My favorite — only? — Darryl Kile story
I’m writing a column on Darryl Kile — writing it now, actually, and this blog post is me taking a breather in that process — and the column will be up later this afternoon. As with my remember of Tony La Russa’s career, though, sometimes there’s an anecdote that just doesn’t fit into a story if you want to tell the anecdote right.
Kile, as I’ve written and said before, was very tough to cover when he was in St. Louis. I’ve heard that that was not the case when he pitched for the Astros, but by the time he got to the Cardinals, after a stop in Denver, he didn’t like giving interviews. He could be prickly and was always brief. I was in my first year on the beat, my first year on any beat, and in fact had been warned by my predecessor that Kile could be a bear to reporters. He was a big guy, I was a rookie who was totally out of his depth — it’s fair to say I was a little intimidated by him.
(Note: please read the column when it goes up, since it’s all about my reflection on the difference between the player that we in the media see and the man that the player is at other times.)
Anyway, it was early in Spring Training. I’d been down in Florida for maybe a couple of weeks. The reporters were standing around at the corner of Field 1, waiting for La Russa to come out and hold his customary briefing. Pitchers were tossing, warming up for the day. The nearest pair of pitchers was Kile and Rick Ankiel — Kile near, along the warning track, Ankiel farther, out in the outfield. This was 2002, so Ankiel’s difficulties throwing the ball were already well known and documented. It was a sore subject, to say the least.
(Perhaps some other time in this space I’ll share my favorite Dave Duncan story, which also pertains to Ankiel and is extremely funny but would require some heavy editing to fit in a family blog. But that’s for another day.)
So we wait, and we watch the pitchers throw. That’s quite a bit of what you do in Spring Training. And after a few, Ankiel throws a ball that drifts a bit, sailing in the direction of the writers. It didn’t sail a lot. It didn’t get away. But Kile had to stretch to get it. And from my angle, it really did look like the ball was coming right at us.
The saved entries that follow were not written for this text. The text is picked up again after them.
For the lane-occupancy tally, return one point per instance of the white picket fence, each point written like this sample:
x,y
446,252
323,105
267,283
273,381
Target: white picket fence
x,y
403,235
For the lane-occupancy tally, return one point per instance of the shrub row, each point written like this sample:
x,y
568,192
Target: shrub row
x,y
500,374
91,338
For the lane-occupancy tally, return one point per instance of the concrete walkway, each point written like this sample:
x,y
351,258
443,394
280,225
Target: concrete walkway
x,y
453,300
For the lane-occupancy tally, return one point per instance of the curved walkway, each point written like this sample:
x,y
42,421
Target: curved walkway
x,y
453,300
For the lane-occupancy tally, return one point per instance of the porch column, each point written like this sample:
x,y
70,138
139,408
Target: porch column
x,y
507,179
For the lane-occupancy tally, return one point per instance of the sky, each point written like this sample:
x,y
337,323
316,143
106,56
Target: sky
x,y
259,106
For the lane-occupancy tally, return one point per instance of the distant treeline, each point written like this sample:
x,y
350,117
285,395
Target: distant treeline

So, I said, not loudly and not pointedly, “Heads up.” The universal signal for, “Hey, that baseball could be in someone’s face sooner than later, so you might want to be careful.” Like I’ve said dozens, maybe hundreds, of times over the years at ballparks.
Kile caught the ball and immediately turned around. With a scowl, he practically growled, “Who said that?!?!?” I meekly acknowledged that I had, but that I certainly hadn’t meant anything by it. He didn’t follow up, didn’t pick a fight. I’m sure he quickly realized that it wasn’t a shot or a dig at Ankiel — but he didn’t know that at first, and for all he knew until he checked, it might have been. So it was his duty to make sure he had his teammate covered.
It was a little thing, but it was very much the essence of what Kile was about when he was around the team. Teammates first, above all else. He’d sent his message — he had Ankiel’s back, and if anybody DID want to get cute, they were welcome to go through him.